What is behind the tail of the asteroid “Phaethon”?
That’s why Zhang’s research team asked itself: Is it possible that something other than dust is behind the behavior of the asteroid’s strange tail? Comets often glow with sodium emissions when they are very close to the Sun. So, we suspected that sodium might also play a major role in lightening the Phaethon, Zhang said. Using the NASA/ESA SOHO spacecraft, his team studied the asteroid’s tail as it approached the sun again in 2022.
The space telescope is equipped with color filters that can detect sodium and dust. And here it is: In current and older SOHO images, the researchers found that the asteroid’s tail was bright and visible in the sodium filter — by contrast, the tail did not appear in the dust filter. The research team also found that the tail became bright when Phaethon flew away from the sun – just as the researchers would expect for a sodium tail.

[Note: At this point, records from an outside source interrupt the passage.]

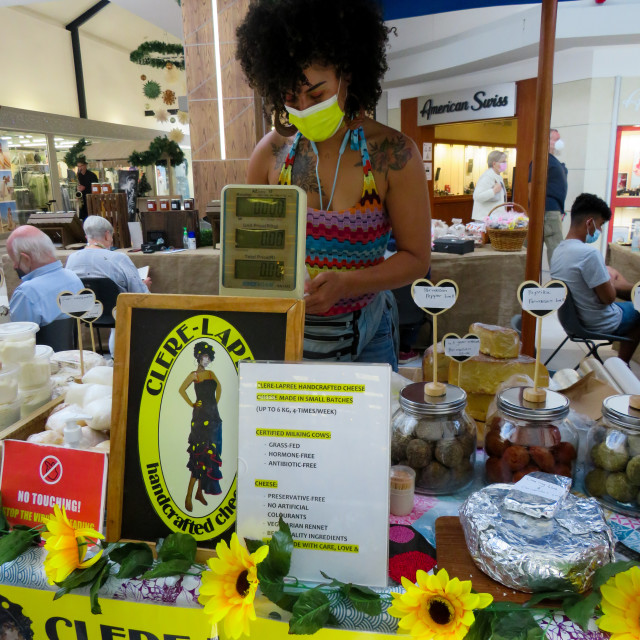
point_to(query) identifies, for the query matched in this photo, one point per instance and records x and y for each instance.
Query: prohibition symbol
(51, 470)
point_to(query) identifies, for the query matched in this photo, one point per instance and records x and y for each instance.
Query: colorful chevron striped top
(354, 238)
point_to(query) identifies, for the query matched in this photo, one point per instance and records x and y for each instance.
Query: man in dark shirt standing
(555, 196)
(85, 180)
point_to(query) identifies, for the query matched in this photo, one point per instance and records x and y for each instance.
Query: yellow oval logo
(188, 425)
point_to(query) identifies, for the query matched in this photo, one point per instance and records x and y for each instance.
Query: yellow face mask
(320, 121)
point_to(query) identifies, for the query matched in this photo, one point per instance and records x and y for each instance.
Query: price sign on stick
(90, 317)
(434, 300)
(461, 349)
(540, 301)
(77, 305)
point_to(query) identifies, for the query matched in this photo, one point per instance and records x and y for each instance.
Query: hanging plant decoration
(169, 97)
(171, 73)
(152, 89)
(157, 54)
(71, 157)
(159, 149)
(176, 135)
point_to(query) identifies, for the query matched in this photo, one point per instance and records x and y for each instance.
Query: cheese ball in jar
(436, 438)
(522, 437)
(613, 459)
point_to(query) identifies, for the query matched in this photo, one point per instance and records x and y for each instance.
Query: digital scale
(263, 241)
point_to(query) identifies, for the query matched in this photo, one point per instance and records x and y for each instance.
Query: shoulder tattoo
(279, 152)
(303, 173)
(390, 154)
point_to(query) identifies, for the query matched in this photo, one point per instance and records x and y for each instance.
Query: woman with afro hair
(205, 437)
(319, 64)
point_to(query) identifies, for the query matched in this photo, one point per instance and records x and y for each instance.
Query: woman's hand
(324, 291)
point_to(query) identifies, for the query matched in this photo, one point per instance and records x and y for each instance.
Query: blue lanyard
(343, 146)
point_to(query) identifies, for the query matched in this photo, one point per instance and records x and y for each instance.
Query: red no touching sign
(37, 477)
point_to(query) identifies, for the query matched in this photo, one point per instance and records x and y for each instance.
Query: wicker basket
(508, 239)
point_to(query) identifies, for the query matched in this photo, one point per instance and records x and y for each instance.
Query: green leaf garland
(152, 89)
(155, 154)
(164, 51)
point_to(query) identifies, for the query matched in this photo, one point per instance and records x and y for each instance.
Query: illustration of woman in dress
(205, 437)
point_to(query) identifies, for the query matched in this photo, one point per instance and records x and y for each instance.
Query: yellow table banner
(31, 614)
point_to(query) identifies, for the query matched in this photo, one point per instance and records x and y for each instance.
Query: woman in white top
(490, 190)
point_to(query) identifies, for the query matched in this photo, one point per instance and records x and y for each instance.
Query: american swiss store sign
(481, 103)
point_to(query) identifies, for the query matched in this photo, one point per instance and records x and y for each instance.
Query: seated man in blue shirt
(43, 277)
(593, 285)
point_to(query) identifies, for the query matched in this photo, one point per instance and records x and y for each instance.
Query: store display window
(457, 167)
(625, 191)
(25, 177)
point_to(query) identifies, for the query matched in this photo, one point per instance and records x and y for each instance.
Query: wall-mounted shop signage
(480, 103)
(314, 450)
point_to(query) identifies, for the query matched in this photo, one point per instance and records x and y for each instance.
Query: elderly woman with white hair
(98, 261)
(490, 190)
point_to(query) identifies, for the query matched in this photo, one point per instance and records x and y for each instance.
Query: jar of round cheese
(613, 460)
(436, 438)
(523, 437)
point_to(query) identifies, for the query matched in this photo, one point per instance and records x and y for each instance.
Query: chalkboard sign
(174, 439)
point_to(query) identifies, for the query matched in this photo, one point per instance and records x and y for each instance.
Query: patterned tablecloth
(27, 571)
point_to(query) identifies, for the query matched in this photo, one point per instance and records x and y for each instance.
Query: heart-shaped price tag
(78, 304)
(541, 301)
(94, 313)
(461, 349)
(434, 299)
(635, 296)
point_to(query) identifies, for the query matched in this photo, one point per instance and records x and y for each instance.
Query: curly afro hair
(203, 349)
(280, 38)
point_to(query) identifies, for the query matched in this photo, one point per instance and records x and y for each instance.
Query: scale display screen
(263, 238)
(252, 207)
(259, 238)
(259, 269)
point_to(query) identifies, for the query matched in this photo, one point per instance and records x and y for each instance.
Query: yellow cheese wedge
(484, 374)
(443, 364)
(495, 341)
(478, 405)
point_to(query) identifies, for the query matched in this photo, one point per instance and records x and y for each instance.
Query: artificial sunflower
(621, 605)
(229, 589)
(437, 607)
(66, 546)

Phaethon: Dean’s asteroid forms a tail of heat from the sun
“We have a really cool result that turns 14 years of thinking into something well-researched,” said Carl Battams, a Naval Research Laboratory team member, adding: “We did this using data from two solar physics spacecraft — SOHO and STEREO — that were never intended to be studied. phenomena like this.”
After this startling discovery, Zhang and his team are considering whether some of the comets discovered by the SOHO probe might not be comets at all. “Many of these other sun-orbiting ‘comets’ may not be ‘comets’ in the usual sense either, but rather rocky asteroids like ‘Phaethon’ that are heated by the sun,” Zhang imagines.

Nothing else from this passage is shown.